From the stone mason work, to the beautiful tile mosaic on the pub floor, to the compass rose wood detail placed in the North Bar’s center, Joe did it all himself with the help of a few close friends. When the decision was made to build a second bar in March of 2013, no expense was spared, and the “feel” of the pub was not lost.
As we sit on the verge of another extensive remodel, and the first official pub expansion, there are inevitably people who worry about the future of the pub and what will possibly be lost through this next series of changes. All I can assure you is that there is no person who the pub means more to than Joe Short, and if anything, these substantial changes that we have made to the pub over the course of 10 years have finally allowed Joe to see his ultimate vision become a reality. That is, a place where even more weary travelers and those looking for a place to assemble can do so in the same comfy confines as our forefathers. But why take my word for it, when you can read for yourself Joe’s original vision for the pub conceived over 10 years ago when Short’s was a mere dream in the shell of a building newly acquired by a young aspiring 24 year old student of beer and history.
“Unlike the common misconception of the word “bar” pertaining to all smoky establishments which serve alcoholic beverages to inebriated consumers sitting on stools who slouch over elevated countertops, pub life is nothing related to the sort. Pubs are not dark and scary, but are actually quite vibrant in many respects. They accommodate a patronage of lively guests of all walks of life.

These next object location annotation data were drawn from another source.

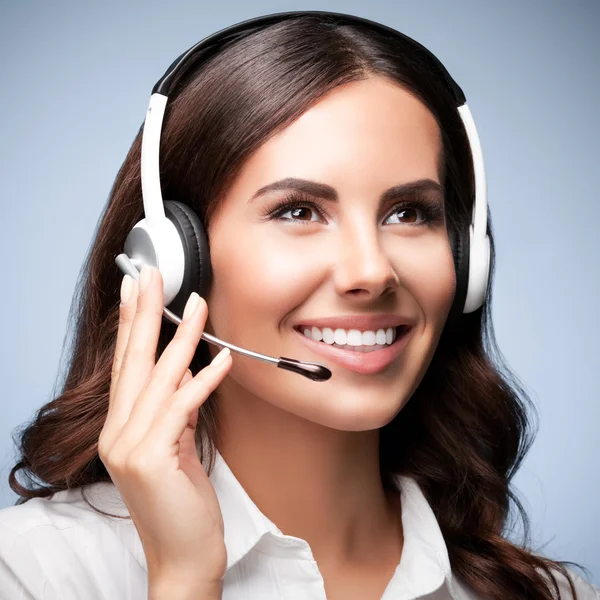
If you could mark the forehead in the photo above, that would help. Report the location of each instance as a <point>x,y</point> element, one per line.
<point>360,136</point>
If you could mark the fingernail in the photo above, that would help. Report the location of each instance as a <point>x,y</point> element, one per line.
<point>145,278</point>
<point>126,289</point>
<point>220,358</point>
<point>191,305</point>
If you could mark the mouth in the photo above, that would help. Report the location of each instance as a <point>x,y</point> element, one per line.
<point>365,356</point>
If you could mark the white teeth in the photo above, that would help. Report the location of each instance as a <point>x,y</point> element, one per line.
<point>352,338</point>
<point>339,336</point>
<point>369,338</point>
<point>389,335</point>
<point>328,336</point>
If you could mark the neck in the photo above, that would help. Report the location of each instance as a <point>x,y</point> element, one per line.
<point>313,482</point>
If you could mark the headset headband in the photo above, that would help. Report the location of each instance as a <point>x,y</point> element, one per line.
<point>170,249</point>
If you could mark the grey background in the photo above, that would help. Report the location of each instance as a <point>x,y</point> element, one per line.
<point>76,79</point>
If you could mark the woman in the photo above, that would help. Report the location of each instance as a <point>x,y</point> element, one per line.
<point>389,480</point>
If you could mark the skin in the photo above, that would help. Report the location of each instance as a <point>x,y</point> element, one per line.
<point>306,452</point>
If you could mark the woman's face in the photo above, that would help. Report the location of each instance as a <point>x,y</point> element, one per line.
<point>345,258</point>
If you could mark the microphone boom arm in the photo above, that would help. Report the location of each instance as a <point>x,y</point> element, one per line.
<point>313,371</point>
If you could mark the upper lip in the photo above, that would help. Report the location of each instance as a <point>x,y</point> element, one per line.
<point>360,322</point>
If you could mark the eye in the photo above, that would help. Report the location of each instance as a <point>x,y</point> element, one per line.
<point>297,208</point>
<point>408,215</point>
<point>416,213</point>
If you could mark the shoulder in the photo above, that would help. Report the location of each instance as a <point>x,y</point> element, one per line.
<point>62,544</point>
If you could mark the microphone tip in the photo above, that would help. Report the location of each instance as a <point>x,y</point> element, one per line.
<point>313,371</point>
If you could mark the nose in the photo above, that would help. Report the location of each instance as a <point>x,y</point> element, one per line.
<point>364,270</point>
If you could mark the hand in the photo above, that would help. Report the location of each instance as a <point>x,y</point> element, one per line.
<point>147,443</point>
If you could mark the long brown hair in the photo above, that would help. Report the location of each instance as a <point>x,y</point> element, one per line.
<point>466,429</point>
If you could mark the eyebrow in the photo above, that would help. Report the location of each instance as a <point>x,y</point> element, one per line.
<point>322,190</point>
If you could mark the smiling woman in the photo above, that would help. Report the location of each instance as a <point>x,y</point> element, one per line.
<point>329,165</point>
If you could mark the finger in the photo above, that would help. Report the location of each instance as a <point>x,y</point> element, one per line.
<point>187,377</point>
<point>140,354</point>
<point>162,439</point>
<point>126,315</point>
<point>166,376</point>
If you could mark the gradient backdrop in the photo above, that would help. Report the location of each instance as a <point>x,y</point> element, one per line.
<point>76,79</point>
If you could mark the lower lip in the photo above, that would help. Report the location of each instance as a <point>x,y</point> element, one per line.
<point>365,363</point>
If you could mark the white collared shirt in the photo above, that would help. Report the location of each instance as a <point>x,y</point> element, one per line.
<point>59,548</point>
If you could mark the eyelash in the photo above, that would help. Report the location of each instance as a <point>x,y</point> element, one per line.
<point>432,212</point>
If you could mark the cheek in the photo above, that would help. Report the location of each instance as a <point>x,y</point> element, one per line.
<point>270,280</point>
<point>428,273</point>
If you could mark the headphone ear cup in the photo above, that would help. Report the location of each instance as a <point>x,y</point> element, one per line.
<point>197,274</point>
<point>459,243</point>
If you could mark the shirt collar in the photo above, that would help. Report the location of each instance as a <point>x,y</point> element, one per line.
<point>424,567</point>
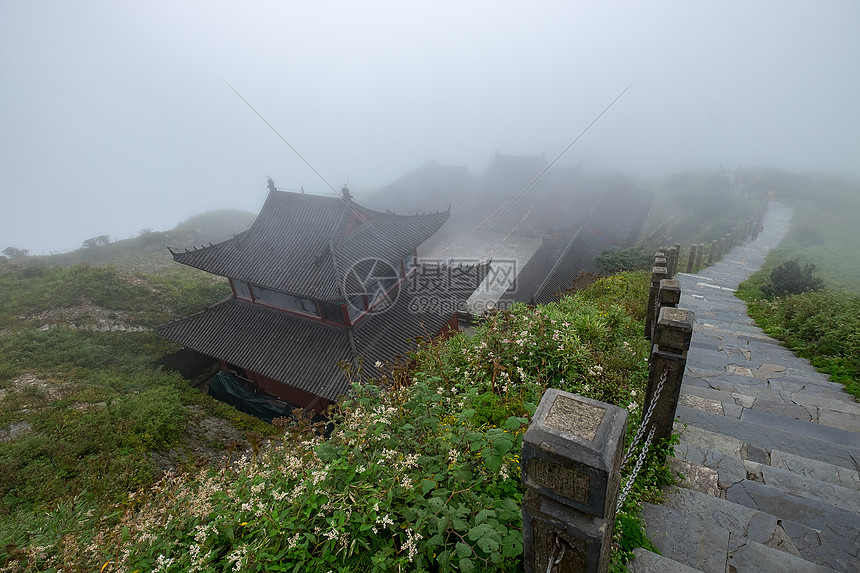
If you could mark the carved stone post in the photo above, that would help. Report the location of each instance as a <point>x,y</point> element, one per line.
<point>699,252</point>
<point>571,460</point>
<point>657,274</point>
<point>666,369</point>
<point>691,259</point>
<point>674,270</point>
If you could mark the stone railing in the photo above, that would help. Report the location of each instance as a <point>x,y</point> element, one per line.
<point>717,248</point>
<point>573,451</point>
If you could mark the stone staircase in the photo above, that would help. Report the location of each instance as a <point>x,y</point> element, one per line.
<point>769,450</point>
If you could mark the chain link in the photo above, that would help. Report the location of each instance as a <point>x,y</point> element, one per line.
<point>656,307</point>
<point>647,416</point>
<point>556,556</point>
<point>639,461</point>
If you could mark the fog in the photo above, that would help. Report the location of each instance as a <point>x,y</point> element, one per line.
<point>118,116</point>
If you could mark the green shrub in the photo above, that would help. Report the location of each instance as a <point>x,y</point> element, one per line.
<point>790,278</point>
<point>630,259</point>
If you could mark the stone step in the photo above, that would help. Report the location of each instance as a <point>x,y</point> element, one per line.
<point>645,561</point>
<point>752,556</point>
<point>748,524</point>
<point>801,486</point>
<point>729,457</point>
<point>803,428</point>
<point>769,438</point>
<point>822,532</point>
<point>832,397</point>
<point>703,545</point>
<point>776,402</point>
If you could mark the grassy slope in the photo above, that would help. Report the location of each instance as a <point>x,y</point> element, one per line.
<point>81,410</point>
<point>823,327</point>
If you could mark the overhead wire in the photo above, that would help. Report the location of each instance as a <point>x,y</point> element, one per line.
<point>559,156</point>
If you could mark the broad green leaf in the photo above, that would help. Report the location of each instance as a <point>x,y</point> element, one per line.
<point>427,485</point>
<point>483,515</point>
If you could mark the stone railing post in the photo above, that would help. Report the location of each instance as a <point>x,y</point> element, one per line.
<point>699,252</point>
<point>571,468</point>
<point>668,295</point>
<point>666,368</point>
<point>657,274</point>
<point>676,256</point>
<point>691,259</point>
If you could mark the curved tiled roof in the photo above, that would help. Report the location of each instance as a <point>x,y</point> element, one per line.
<point>303,244</point>
<point>304,353</point>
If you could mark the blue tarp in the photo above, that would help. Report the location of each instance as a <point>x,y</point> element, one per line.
<point>226,388</point>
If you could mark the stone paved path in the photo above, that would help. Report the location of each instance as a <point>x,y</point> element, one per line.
<point>770,449</point>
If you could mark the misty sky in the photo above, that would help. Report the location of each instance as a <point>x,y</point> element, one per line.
<point>115,116</point>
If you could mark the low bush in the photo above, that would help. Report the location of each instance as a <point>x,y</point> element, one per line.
<point>630,259</point>
<point>790,278</point>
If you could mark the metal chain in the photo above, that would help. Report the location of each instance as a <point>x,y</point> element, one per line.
<point>647,416</point>
<point>555,560</point>
<point>639,461</point>
<point>655,316</point>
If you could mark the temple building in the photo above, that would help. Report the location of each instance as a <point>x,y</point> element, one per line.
<point>614,222</point>
<point>319,283</point>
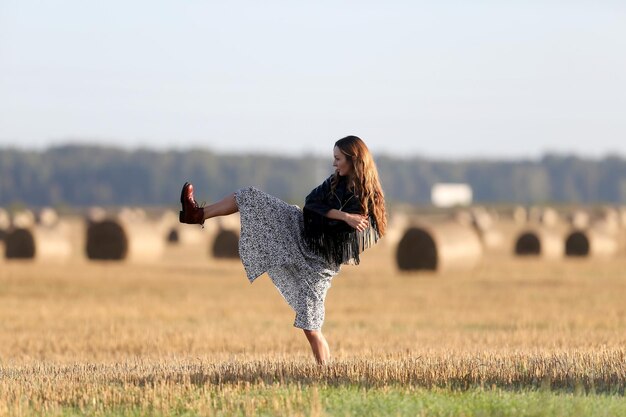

At Short’s our pub is built for those who appreciate quality goods and services. The pub has a “feeling” about it. Something of an “instant comfort” extracted from the atmosphere and the warm smiles that greet you. Bright sunlight shines through the windows encouraging growth from the abundance of plant life. Traditional games are being played over pints of beer and baskets of food. Commerce is lively and happy. Life is good in the pub. The happy and energized pubtender facilitates to the consumer, and conveys the theory of our craft beer fermentations. The quality of healthful deli fare parallels that of the beer. No fryers or grills, everything from our kitchen is of choice ingredients composing of specialty dips, soups, toasted sandwiches, and pizzas. The pub showcases culture through art and music. The staff is equally complementary to our firm handle on excellence. They have a firm grasp on our core values and are able to convey them to curious consumers.” –Joe Short 2004
Jon, or “Woj,” was originally from the suburbs of Chicago and first started coming to Michigan with his family for summer vacations. After graduation Jon decided he wanted to live in Northern Michigan and already had some friends there who happened to be opening a brewery. Getting established in northern Michigan was not easy, jobs were few and far between, with the most readily available ones being in the hospitality industry. Over the next few years, Jon honed his skills in all aspects of the restaurant industry particularly as a chef. Then in the winter of 2007, Jon was approached by his now good friend Joe about coming to work for him at his brewery.